登山の翌日にちょっとだけ山に登ってから帰宅する話 – 戸神山 / 高王山

平ヶ岳登山を終えての帰り道、すっかり遅くなってしまい、夜も更けてきた。疲れてきたしもう運転もしたくないので、ちょうど通りかかった道の駅で朝まで眠った。

翌朝、このまま帰っても午前中に家に着いてしまう。特に用事もないので、どこか登ることにした。スマホを取り出して帰り道沿いの山を調べる。まったく便利な世の中になったものだ。山の情報なんて紙媒体でしか得られなかった時代とは隔世の感を禁じ得ない。

そうして選んだのが戸神山であった。幹線道路から離れていないし、標高も低いので手頃な時間で登れるだろう。それに展望も悪くなさそうだ。

登山口から少し離れた発知ふれあい広場に車を停めて歩き始めた。駐車場情報もスマホですぐに探し出せる。まったく便利な世の中になったものだ。

急いで登ったわけではないが、車を停めた場所からは50分、登山口からは30分で山頂に着いてしまった。

山頂からは周囲の山々がぐるりと見渡せた。

目の前には小野子山、浅間に赤城に武尊も見える。なかなか良いところだ。願わくば快晴の日に再訪したい。

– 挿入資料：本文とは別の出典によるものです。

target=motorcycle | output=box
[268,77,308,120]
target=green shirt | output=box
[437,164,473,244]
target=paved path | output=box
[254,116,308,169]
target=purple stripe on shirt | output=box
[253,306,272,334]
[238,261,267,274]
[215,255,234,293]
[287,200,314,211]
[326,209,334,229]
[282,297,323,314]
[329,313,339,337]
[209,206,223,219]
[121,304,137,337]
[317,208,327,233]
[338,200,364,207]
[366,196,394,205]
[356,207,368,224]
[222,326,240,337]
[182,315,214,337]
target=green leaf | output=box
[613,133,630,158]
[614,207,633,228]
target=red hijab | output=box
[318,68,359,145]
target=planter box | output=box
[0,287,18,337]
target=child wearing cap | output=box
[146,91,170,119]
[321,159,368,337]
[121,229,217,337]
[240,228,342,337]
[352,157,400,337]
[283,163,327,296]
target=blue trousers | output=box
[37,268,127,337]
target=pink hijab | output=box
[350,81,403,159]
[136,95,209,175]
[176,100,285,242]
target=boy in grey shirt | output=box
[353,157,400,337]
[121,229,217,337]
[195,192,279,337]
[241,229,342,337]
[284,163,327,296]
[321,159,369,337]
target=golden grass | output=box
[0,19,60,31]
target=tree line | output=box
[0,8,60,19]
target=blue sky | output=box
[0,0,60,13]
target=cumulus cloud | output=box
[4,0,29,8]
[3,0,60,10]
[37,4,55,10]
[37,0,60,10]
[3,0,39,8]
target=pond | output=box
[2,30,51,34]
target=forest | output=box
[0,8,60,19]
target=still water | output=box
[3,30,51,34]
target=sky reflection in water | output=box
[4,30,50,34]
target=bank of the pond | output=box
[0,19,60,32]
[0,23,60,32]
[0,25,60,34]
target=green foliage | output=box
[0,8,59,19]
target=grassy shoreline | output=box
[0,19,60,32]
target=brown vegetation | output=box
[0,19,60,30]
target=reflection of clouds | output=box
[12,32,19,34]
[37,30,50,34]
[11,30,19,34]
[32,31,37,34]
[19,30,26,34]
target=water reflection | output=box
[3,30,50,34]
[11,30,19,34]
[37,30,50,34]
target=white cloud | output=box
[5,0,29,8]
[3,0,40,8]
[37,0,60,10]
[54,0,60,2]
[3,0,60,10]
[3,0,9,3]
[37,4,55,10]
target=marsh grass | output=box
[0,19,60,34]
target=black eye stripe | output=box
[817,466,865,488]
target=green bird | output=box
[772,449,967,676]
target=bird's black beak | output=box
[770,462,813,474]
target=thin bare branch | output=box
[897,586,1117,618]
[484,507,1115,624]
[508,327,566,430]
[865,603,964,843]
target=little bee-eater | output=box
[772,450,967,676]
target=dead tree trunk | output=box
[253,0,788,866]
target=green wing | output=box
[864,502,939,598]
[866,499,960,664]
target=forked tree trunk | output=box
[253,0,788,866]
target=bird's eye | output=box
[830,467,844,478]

お手軽な山に登りに来たのだが、これで下山してはあまりにお手軽過ぎるので、隣の山まで歩くことにした。予定を変更して縦走しようとしたら、すぐにルートが検索できる。まったく便利な世の中になったものだ。

山中にはそこここに熊よけ用のフライパンがかけられていた。こんな小さな山なのに熊が出るのだろうか。いちおう念のため、これも備え付けの太めの木の棒でフライパンを叩いて、カンカンカンと甲高い音を響かせてから通過した。

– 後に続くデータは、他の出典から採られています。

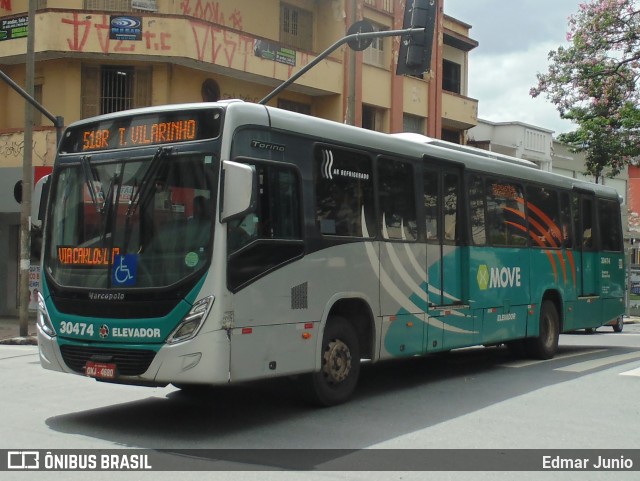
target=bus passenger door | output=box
[424,163,470,352]
[576,193,601,325]
[378,157,426,359]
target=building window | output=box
[278,99,311,115]
[525,129,546,153]
[441,129,460,144]
[84,0,130,10]
[364,0,394,13]
[403,114,425,134]
[280,3,313,51]
[81,65,151,119]
[442,59,461,94]
[362,105,385,132]
[83,0,156,11]
[101,66,134,114]
[363,22,387,68]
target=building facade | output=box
[467,119,554,172]
[0,0,478,315]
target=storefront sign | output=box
[109,16,142,41]
[0,16,28,41]
[254,39,296,67]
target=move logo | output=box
[477,264,522,290]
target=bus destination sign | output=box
[82,119,196,151]
[60,109,222,153]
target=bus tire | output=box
[303,317,360,407]
[525,300,559,360]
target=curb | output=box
[0,336,38,346]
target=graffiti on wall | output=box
[0,131,55,167]
[0,138,23,159]
[190,23,253,68]
[221,92,260,103]
[57,8,311,82]
[62,13,171,53]
[180,0,243,30]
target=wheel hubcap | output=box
[322,339,352,384]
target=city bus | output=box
[36,101,625,405]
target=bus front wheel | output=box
[525,300,559,360]
[303,317,360,407]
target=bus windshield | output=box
[45,150,217,289]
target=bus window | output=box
[598,199,623,252]
[526,186,561,248]
[227,161,303,290]
[559,192,573,248]
[315,146,375,237]
[571,194,580,247]
[486,179,526,246]
[424,169,461,244]
[378,158,417,241]
[228,163,301,252]
[443,172,460,243]
[468,174,486,245]
[582,197,595,250]
[424,169,439,242]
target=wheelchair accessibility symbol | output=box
[112,254,138,286]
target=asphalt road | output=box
[1,324,640,481]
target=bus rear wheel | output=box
[525,300,559,360]
[303,318,360,407]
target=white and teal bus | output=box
[37,101,625,405]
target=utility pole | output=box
[19,0,36,337]
[346,0,357,126]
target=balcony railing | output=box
[364,0,394,14]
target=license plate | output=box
[85,361,116,379]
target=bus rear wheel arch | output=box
[525,299,560,360]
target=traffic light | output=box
[396,0,437,76]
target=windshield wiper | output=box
[80,155,103,213]
[100,170,123,243]
[126,146,172,218]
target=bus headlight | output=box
[37,292,56,337]
[167,296,214,344]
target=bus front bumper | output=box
[37,326,231,386]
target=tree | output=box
[530,0,640,181]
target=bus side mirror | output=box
[220,160,257,223]
[31,174,51,229]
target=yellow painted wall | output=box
[41,60,81,124]
[361,64,390,108]
[2,65,25,129]
[402,76,430,117]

縦走路を30分ほど歩いて高王山に到着した。「たかおうさん」ではなく「たかおさん」と読むらしい。

ここにはかつて山城があったというが、いまでは山頂は電波塔に占領されていた。

低山なので道が錯綜していて、どうやら地形図にはない道を通って下山したようだ。予定とは少し離れたところに出てしまったが大差はない。あとは、田舎道をのんびり歩いて駐車場までもどるだけだ。ちなみに地形図もスマホで見れる。まったく便利な世の中になったものだ。

さてさて、このまま帰っても昼過ぎには家に着いてしまう。寄り道して昼ごはんを食べていこう。帰り道のどこかに良さそうな店はないかな、とスマホを取り出して検索してみる。

まったく便利な世の中になったものだ…。